I enjoyed reading the story (or stories) told in the book and treat them as folklores. But I disagree with his conclusion. I would just give one example LTCM (When Genius Failed). LTCM people were top guys, they had Nobel prize winners, they had super models, they were partners, and they certainly have their own money in the game yet LTCM failed spectacularly.
Financial crisises were just financial markets' own making that was inevitable, given the financial market's logic, in the sense that you could possibly create a computer program to model the financial markets and given a initial push, the model would create all these financial crisises we been through: the internet bubble, the subprime bubble, the saving and loan crisis.
Could peer pressure play a role as well, in witness of all the major wall street firms double downed on the subprime markets almost at the same time?

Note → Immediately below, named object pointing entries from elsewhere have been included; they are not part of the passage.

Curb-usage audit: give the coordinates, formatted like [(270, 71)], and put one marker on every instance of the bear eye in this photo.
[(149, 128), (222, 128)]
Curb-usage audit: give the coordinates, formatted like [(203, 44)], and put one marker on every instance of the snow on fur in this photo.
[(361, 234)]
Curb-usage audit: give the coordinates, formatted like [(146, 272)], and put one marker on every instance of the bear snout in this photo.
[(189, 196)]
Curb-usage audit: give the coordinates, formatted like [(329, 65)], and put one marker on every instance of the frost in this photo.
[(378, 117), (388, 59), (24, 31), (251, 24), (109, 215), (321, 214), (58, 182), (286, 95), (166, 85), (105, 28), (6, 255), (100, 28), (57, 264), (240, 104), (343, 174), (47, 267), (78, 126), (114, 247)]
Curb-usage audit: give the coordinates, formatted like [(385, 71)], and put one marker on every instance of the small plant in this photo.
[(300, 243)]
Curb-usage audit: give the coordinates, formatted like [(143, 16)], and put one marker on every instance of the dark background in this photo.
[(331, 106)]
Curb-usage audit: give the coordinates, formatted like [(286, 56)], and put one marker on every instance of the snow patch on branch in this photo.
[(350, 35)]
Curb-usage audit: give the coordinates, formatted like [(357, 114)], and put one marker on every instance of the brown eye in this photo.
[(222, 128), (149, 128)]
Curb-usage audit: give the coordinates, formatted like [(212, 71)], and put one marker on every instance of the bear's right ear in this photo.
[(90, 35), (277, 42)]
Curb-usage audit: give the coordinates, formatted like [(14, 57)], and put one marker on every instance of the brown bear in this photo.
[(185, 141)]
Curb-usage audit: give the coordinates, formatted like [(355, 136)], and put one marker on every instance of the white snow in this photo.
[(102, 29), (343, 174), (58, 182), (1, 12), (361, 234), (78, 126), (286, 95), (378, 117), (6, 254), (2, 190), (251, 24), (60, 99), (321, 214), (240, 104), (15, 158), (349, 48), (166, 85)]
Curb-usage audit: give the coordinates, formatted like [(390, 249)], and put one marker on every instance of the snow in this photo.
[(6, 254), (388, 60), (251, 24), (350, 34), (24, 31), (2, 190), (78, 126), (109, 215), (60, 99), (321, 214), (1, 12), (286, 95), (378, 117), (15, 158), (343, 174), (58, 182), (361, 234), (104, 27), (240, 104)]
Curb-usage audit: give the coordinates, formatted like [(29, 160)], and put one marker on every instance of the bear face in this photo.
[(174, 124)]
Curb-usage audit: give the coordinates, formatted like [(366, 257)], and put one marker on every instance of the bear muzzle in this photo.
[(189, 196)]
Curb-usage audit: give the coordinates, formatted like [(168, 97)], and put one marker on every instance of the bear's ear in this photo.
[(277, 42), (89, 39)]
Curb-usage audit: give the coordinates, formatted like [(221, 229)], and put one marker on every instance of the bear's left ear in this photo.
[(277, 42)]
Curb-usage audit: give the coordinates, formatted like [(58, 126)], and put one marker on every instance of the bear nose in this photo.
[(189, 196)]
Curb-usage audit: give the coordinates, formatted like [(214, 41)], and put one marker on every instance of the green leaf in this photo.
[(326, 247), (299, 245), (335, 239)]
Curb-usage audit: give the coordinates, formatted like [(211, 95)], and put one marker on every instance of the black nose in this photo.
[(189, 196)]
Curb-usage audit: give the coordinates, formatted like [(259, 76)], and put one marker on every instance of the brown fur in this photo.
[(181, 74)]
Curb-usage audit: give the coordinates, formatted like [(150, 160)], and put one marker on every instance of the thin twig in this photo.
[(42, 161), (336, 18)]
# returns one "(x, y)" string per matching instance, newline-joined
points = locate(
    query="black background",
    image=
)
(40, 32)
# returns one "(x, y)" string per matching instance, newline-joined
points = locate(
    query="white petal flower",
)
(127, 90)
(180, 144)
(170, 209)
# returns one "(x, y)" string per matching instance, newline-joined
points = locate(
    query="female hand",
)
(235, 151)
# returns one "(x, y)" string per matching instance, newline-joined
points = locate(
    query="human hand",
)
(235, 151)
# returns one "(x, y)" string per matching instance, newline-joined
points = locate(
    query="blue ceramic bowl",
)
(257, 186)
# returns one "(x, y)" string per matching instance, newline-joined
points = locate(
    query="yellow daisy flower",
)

In hindsight everything looks so obvious, clear, and easy. Michel Burry's investors, even with his clear explanation, all tried to get out his fund which almost killed his CDS trades. He was lucky that he found some bylaw in his fund contract to allow him to side pocketed his trades thus prevent his investor from pulling money out. Julian Robertson wasn't so lucky with his Tiger Fund in the earlier of 2000 decade.
Anyway, Big Short was a good reading, and gave you one angle of the story that is still unfolding before us. We don't know yet when we will come out of it.